A medium paced wobbler that transformed into an off spinner when he couldn’t be arsed to run up in later life will always earn great respect from any seasoned cricketer. But twin that with a batting style that looked like Babe Ruth crossed with a particularly violent lumberjack, and you have the stuff of legend.
Astonishingly, Lance Klusener began his first class career as a slippery fast bowler who batted at number 11. By 1996 he was in the South African one day side, and was drafted into the Test squad for the tour of India later that year. Having been boshed aroundCalcuttaon Test debut in the first innings, he then responded with a career best 8/64 in the second innings. He will never be remembered for his bowling or his Test match performances though.
In one day cricket Klusener was an absolute beast. His bowling may have drifted more and more into the Chris Harris category as his career wore on, but that mattered little. Over 171 internationals, “Zulu” averaged more than 40 with the bat at a strike rate of near-on 90 and less than 30 with the ball at an economy of 4.7. Of course, it was for the 1999 World Cup that he will be remembered. Firstly, for his utter disdain for anyone clutching a white ball in the latter stages of the innings. Averaging a scarcely credible 134 at considerably better than a run a ball, he also found time to chip in with 14 wickets at 20.

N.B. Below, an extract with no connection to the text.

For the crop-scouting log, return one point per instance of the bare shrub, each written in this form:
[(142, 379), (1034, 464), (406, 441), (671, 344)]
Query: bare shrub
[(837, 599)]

He even managed to save his best for the Australians, slamming a violent 36 off of 21 balls in the super 6′s. He wouldn’t have had to play them again had Herschelle Gibbs not thrown the ball on the floor to reprieve Steve Waugh later in the game, but in the resultant semi final he was even better. Already on 23 from 12 balls, he was left to score 9 off of the last over with only Allan Donald for company, and promptly slapped two fours off of the first two balls. Of course, what came next was to become the second reason the 1999 World Cup is synonymous with Lance Klusener….
His career coughed and spluttered from then on, but the legend had been made. T20 came just too late for him, which in itself is a tragedy. But for one tournament at least, there was no more thrilling or destructive sight than Lance Klusener in full flow.